Luego de un lapsus urbano, y sobretodo un quiebre en mi vida que quedará marcado como un hito en la historia de mi vida, regreso a Humahuaca el sábado 9 de abril, donde me reciben con pizza y torta de requesón en la casa de la fantasía. El domingo comemos un asado de cordero junto con el maestro de las máquinas rodantes, con quien hago algunas reparaciones y pongo a punto mi pegaso.

Cuando sabemos que Manu viene en nuestra dirección nos disponemos a hacer dedo nuevamente. Lo que sigue es el Paso de Jama.

Lunes, marcho bien temprano y bien abrigado; es la concreción del retorno al viaje, pisar la ruta y pedalear. Apenas parando alguna vez para desabrigarme, y alguna otra para comer una fruta, le pego derecho hasta Purmamarca -pendientes y viento a favor-, a donde llego al mediodía. Es distinto pedalear solo. En la ciudad del cerro de los siete colores estoy muy poco tiempo; conozco a otro cicloturista, Matías, quien intenta convencerme de que lo acompañe a hacer todo el cruce por Jama hasta Chile en bici, pero le digo que tengo que encontrarme con mis compañeros de ruta, que si no me subo a un camión voy a tardar mucho tiempo. Vamos a la ruta y un camión paraguayo me levanta después de una espera muy corta.

Un rato en la ruta y frena su camión chileno Antonio. Nos sube y atamos las bicis. El camino es sin duda cuesta arriba y los pensamientos se parecen a los que aparecieron en Lipán. A lo lejos va quedando la puna, nos vamos metiendo en el desierto.
Llegamos a Jama y nos demoramos para hacer los trámites, la ruta está cortada por la nieve hasta nuevo aviso. Nos quedamos un rato  en medio de la montaña y el desierto, entre el viento y el sol, hasta que empiezan a circular los camiones y arrancamos nosotros también. "Ahora estamos en mi país, bienvenidos a Chile" nos dice Antonio un rato antes de llegar a San Pedro de Atacama.

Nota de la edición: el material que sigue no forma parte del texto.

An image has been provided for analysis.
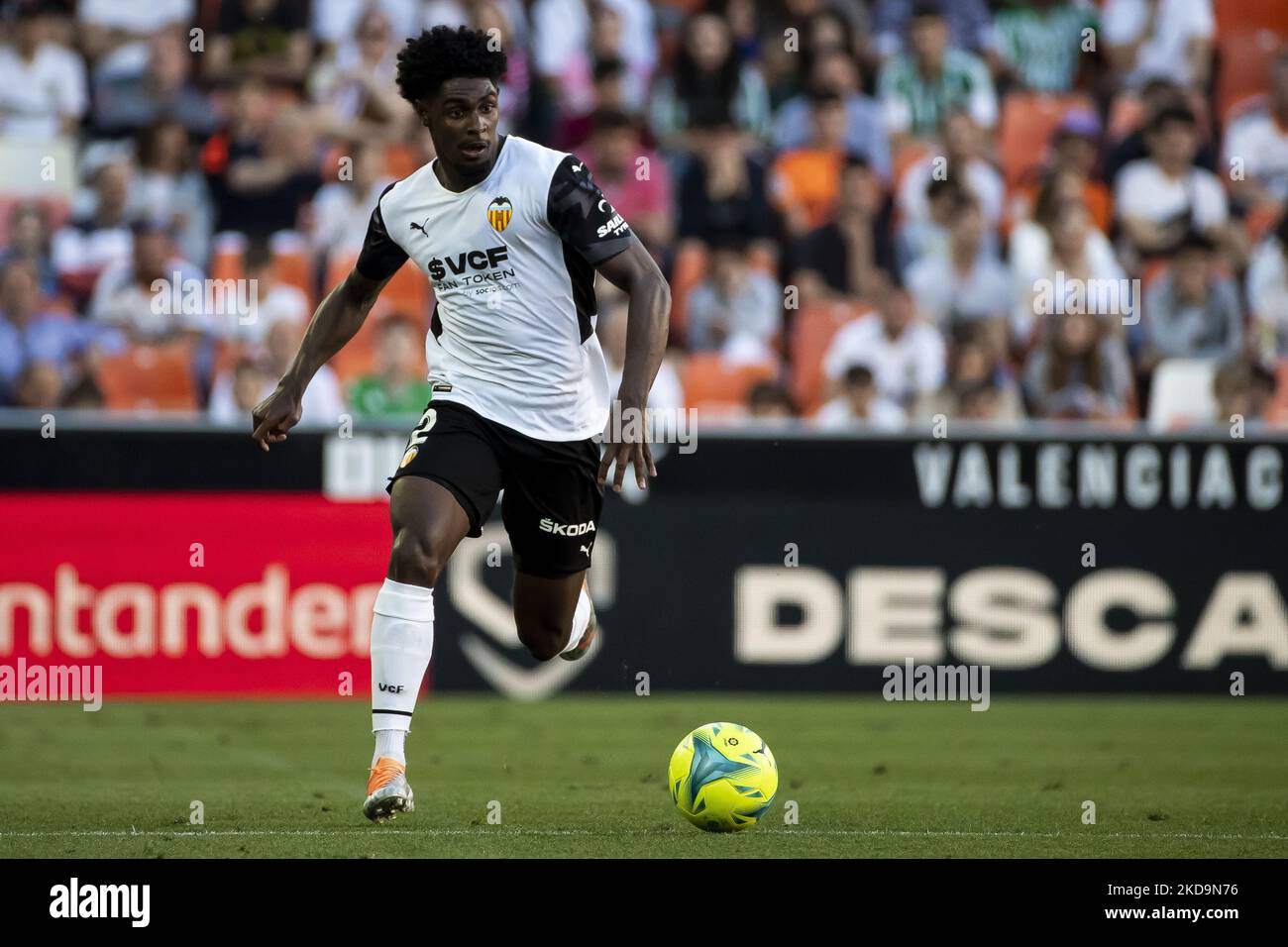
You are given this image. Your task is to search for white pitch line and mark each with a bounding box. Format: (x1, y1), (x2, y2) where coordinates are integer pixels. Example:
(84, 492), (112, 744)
(0, 826), (1288, 841)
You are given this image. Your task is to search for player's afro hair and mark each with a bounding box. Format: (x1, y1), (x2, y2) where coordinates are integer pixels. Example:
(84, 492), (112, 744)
(398, 26), (506, 103)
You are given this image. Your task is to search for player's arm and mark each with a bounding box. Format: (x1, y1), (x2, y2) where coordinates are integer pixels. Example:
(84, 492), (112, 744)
(596, 236), (671, 489)
(546, 155), (671, 489)
(252, 184), (407, 451)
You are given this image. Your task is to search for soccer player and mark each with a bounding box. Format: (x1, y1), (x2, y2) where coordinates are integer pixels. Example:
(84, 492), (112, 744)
(253, 26), (671, 822)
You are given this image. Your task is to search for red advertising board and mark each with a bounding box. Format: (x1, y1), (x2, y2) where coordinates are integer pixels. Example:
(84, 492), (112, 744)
(0, 493), (389, 698)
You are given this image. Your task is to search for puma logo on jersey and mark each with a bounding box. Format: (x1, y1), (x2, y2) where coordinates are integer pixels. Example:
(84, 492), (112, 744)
(538, 517), (595, 536)
(429, 245), (510, 279)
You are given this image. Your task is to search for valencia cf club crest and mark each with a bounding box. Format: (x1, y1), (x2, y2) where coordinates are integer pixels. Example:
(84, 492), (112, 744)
(486, 197), (514, 233)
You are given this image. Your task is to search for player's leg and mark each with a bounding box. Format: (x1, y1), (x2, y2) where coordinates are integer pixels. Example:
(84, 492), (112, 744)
(362, 476), (471, 822)
(501, 438), (604, 661)
(514, 571), (595, 661)
(364, 404), (501, 822)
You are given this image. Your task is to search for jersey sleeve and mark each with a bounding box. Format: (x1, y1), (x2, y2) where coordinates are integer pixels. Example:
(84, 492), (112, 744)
(356, 184), (407, 282)
(546, 155), (632, 266)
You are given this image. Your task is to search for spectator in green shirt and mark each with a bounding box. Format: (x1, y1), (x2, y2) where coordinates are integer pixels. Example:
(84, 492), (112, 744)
(993, 0), (1096, 93)
(349, 313), (429, 417)
(877, 0), (997, 145)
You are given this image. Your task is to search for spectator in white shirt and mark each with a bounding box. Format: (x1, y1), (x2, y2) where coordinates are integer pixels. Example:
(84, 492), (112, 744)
(909, 198), (1012, 343)
(1115, 107), (1229, 263)
(1225, 51), (1288, 213)
(1102, 0), (1216, 89)
(1010, 194), (1140, 348)
(899, 108), (1006, 230)
(1024, 312), (1132, 420)
(231, 240), (313, 344)
(89, 222), (204, 344)
(823, 277), (945, 407)
(0, 3), (86, 139)
(688, 233), (783, 352)
(814, 365), (907, 430)
(309, 142), (393, 261)
(1246, 214), (1288, 362)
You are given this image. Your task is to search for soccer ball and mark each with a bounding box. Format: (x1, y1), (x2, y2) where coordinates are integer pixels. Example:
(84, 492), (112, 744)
(670, 723), (778, 832)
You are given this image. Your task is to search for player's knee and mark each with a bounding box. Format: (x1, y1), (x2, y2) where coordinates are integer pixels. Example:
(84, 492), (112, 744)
(515, 617), (568, 661)
(389, 527), (445, 587)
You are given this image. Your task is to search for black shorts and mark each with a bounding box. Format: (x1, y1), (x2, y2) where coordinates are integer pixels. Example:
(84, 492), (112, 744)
(389, 401), (604, 579)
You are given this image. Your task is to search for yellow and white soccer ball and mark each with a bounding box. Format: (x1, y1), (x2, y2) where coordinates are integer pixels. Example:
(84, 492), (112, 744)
(670, 723), (778, 832)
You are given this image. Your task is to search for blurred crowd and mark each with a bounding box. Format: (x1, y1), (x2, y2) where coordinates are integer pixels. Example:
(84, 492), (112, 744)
(0, 0), (1288, 430)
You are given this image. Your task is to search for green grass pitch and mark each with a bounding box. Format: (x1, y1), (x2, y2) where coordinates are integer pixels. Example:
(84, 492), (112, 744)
(0, 694), (1288, 858)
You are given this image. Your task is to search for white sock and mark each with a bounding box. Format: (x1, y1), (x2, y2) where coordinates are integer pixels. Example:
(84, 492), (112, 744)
(371, 579), (434, 746)
(564, 585), (590, 653)
(371, 730), (407, 767)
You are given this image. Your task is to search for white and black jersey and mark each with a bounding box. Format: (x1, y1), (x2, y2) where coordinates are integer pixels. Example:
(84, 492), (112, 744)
(357, 136), (631, 441)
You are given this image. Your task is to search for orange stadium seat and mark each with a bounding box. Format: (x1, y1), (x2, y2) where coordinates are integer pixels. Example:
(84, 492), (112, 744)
(385, 142), (420, 180)
(680, 352), (778, 417)
(325, 253), (433, 329)
(330, 318), (380, 384)
(1216, 28), (1288, 116)
(1266, 359), (1288, 428)
(98, 343), (197, 411)
(791, 301), (872, 415)
(1214, 0), (1288, 36)
(890, 141), (930, 193)
(671, 243), (707, 340)
(273, 248), (313, 303)
(999, 93), (1095, 189)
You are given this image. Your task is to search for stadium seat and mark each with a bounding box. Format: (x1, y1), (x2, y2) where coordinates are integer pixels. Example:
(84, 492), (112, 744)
(330, 317), (380, 385)
(1266, 359), (1288, 428)
(791, 301), (872, 415)
(680, 352), (778, 419)
(999, 93), (1095, 189)
(326, 253), (433, 322)
(1147, 359), (1218, 432)
(671, 243), (707, 340)
(1212, 0), (1288, 36)
(1218, 27), (1285, 116)
(98, 343), (197, 411)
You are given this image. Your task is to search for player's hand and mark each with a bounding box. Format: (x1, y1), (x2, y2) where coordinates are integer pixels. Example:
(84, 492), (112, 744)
(597, 407), (657, 493)
(250, 385), (304, 451)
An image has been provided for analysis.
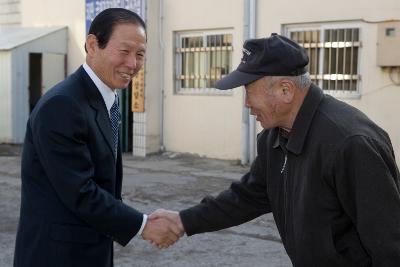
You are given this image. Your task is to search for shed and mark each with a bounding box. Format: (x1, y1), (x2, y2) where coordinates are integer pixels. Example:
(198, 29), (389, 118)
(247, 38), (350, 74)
(0, 27), (68, 144)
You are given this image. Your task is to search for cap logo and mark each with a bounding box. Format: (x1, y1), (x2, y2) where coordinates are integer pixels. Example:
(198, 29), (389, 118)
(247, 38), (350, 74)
(242, 48), (251, 63)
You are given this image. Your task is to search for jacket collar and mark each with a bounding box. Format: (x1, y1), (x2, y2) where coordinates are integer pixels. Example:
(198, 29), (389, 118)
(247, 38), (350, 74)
(77, 66), (116, 159)
(272, 84), (324, 155)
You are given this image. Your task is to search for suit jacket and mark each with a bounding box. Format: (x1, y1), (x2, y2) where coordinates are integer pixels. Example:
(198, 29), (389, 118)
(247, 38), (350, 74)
(14, 67), (143, 267)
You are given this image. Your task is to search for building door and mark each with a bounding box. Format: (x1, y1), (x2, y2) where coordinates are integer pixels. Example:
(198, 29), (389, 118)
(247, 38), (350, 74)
(41, 53), (66, 95)
(29, 53), (66, 112)
(29, 53), (42, 112)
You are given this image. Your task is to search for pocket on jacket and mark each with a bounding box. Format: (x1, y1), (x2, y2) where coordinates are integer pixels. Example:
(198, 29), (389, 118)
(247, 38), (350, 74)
(50, 224), (100, 244)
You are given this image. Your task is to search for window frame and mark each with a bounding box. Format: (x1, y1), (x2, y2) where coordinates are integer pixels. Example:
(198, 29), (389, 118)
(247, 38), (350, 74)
(282, 22), (364, 99)
(173, 28), (234, 95)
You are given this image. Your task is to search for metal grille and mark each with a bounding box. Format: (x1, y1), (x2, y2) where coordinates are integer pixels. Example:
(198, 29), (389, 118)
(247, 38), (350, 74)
(176, 34), (232, 92)
(290, 28), (361, 91)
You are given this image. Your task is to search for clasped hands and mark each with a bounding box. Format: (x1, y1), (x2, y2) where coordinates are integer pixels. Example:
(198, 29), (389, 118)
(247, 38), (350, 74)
(142, 209), (185, 249)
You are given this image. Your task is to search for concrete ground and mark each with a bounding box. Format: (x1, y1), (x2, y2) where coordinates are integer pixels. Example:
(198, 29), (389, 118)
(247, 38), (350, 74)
(0, 145), (292, 267)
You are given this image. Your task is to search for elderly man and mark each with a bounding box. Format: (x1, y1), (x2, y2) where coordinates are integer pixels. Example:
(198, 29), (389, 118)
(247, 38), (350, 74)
(151, 34), (400, 267)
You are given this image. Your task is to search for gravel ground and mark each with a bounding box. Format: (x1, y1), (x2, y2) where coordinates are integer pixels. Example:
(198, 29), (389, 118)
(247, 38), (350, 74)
(0, 145), (292, 267)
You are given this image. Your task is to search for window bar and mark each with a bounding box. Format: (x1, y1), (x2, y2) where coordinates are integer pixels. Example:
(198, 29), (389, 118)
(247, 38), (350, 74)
(218, 34), (224, 80)
(328, 30), (332, 90)
(181, 37), (189, 88)
(314, 31), (319, 84)
(308, 31), (314, 77)
(349, 28), (354, 91)
(200, 35), (204, 88)
(206, 35), (213, 88)
(213, 35), (217, 84)
(342, 29), (347, 90)
(334, 29), (341, 90)
(188, 37), (194, 88)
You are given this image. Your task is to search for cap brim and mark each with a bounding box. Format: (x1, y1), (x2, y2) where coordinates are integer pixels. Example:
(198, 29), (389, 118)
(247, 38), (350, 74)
(214, 70), (264, 90)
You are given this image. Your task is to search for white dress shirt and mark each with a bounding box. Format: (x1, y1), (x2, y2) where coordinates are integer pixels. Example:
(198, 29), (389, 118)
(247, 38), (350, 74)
(82, 63), (147, 236)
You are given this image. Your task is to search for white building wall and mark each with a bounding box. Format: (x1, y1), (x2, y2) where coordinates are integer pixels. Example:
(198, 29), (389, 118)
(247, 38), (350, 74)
(163, 0), (244, 159)
(10, 28), (67, 143)
(257, 0), (400, 165)
(0, 0), (21, 29)
(0, 51), (12, 143)
(21, 0), (86, 74)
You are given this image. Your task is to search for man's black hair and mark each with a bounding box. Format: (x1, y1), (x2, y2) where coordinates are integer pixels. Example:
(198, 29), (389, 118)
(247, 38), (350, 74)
(85, 8), (146, 52)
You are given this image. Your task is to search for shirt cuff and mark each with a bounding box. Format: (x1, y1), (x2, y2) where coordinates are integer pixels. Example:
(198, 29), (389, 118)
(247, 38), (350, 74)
(136, 214), (147, 237)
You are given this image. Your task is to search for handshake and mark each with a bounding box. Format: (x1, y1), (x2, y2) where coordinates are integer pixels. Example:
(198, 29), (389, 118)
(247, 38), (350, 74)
(142, 209), (185, 249)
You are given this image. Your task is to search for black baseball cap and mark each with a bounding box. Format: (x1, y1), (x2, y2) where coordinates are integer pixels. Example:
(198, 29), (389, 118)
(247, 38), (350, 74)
(215, 33), (308, 90)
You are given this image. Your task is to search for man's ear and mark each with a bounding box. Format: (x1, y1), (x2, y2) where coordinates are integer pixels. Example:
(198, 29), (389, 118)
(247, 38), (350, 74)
(85, 34), (99, 56)
(280, 80), (295, 104)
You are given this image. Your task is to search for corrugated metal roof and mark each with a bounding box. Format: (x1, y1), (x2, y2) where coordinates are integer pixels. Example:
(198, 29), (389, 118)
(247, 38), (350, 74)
(0, 26), (66, 50)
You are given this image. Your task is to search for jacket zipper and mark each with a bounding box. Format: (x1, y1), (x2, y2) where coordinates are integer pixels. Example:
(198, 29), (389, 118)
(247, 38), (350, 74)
(281, 151), (289, 249)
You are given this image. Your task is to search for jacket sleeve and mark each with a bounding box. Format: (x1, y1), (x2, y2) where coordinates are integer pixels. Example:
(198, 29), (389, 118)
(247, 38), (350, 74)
(180, 132), (270, 236)
(334, 136), (400, 267)
(30, 95), (143, 245)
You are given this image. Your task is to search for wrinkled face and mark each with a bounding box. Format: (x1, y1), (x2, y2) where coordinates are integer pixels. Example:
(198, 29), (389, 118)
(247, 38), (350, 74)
(86, 23), (146, 89)
(245, 77), (281, 129)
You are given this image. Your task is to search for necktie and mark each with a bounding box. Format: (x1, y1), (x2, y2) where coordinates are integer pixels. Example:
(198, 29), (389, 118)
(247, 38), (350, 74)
(110, 95), (121, 156)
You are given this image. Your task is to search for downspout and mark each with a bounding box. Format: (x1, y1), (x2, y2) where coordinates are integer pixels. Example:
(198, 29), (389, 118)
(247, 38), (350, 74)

A la tardecita el camión me deja en Jama: atroz destino jamás prefigurado... Me planto a la intemperie en la aduana y espero y espero, pero no pasan más camiones; unas gaviotas revolotean en medio de esa planicie hostil, planeando con el viento helado y trayéndome a la memoria la existencia de un mar que parece pura fantasía, tan lejano como un colchón y una estufa. Las horas pasan, el sol cae, el frío se acentúa. Elijo una espera mas confortable, mudándome a la estación de servicio -desde donde se ve la ruta. Nada. Finalmente me rindo. Apunado, tarda un poco en surtir efecto el paracetamol. Unos cordobeses que están trabajando ahí me convidan pizza. Armo la carpa en una casa en construcción, al resguardo del viento. El frío me hace pasar la peor noche del viaje.
A la mañana desarmo campamento y recibo al sol con alegría, pisando la calle de tierra congelada hasta la estación de servicio. Comparto mi mate con los amigos cordobeses, me lo tomo con calma. Al rato para en la estación un camión, voy a hablarles, también paraguayos, también de los que transportan autos, dicen que sí, me llevan hasta San Pedro de Atacama. Poco más de una hora, y estoy en la aduana subiendo mi bici al remolque. Un poco más jocosos que los anteriores. Cada tanto se escucha alguna polca paraguaya, mezclada con otras músicas. Al agarrar una bajada, que nos hace descender una buena cantidad de metros, destapan la olla del almuerzo: carne trozada, cocida, condimentada. La altura hace más difícil la digestión, me explican.